With apologies to Mark Twain, reports of the filibuster's death have been greatly exaggerated.
A proposal to extend unemployment insurance for 1.7 million Americans whose benefits expired in December died on the Senate floor yesterday. Fifty-nine of 100 Senators supported the proposal -- one short of the 60 required to break a GOP-led filibuster.
Add one more to the list of ideas transparency in political spending, immigration reform and a public option for health insurance coverage --supported by most Americans but denied a fair vote thanks to the filibuster rule.
The filibuster has allowed a gaggle of anti-government ideologues to gain a stranglehold on our political process. Their rise also has been aided by the reluctance of Senate Majority Leader Harry Reid and his fellow Democrats to change or bend the rule to muscle critical legislation into law. Worried about weakening the collegial norms of the Senate, Reid and company sometimes seem unaware that filibuster abuse already has turned the place into a nest of scorpions.
It's easy to get lost in the weeds, and see process issues like this as abstract wonkery, but a gridlocked legislature will never be able to respond effectively to public concerns. Because of that, real people will suffer not because their arguments were unpersuasive, but because even a persuasive majority isn't enough anymore.
A broken system like ours also further amplifies the outsized power of special interests. When only one grandstanding senator can grind everything to a halt, the temptation to offer him or her tradeoffs (or payoffs) to break the impasse and gain the crucial 60th vote becomes irresistible.

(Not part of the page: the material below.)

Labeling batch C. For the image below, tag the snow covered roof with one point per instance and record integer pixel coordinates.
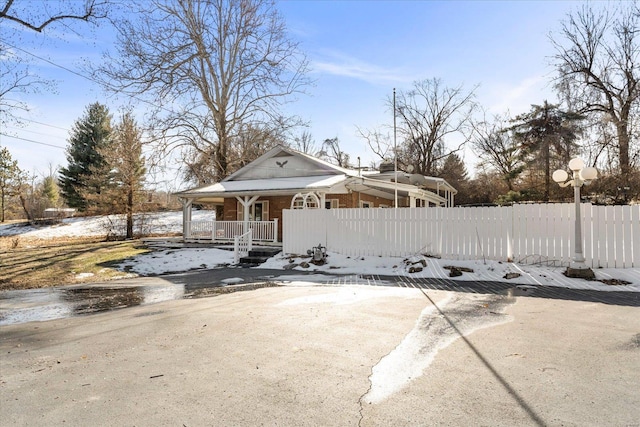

Remember the Cornhusker Kickback?
The Senate has tried time and again to fix itself without really changing its rules, but every solution has either proven too narrow or been abandoned once it no longer was politically expedient. Common Cause is done waiting, so we've asked the federal courts to declare the 60-vote rule unconstitutional.
There's no shortage of sorely needed fixes for our democracy. But because genuine reform won't have a shot until we get a Congress that works, ending filibuster abuse is a good place to start.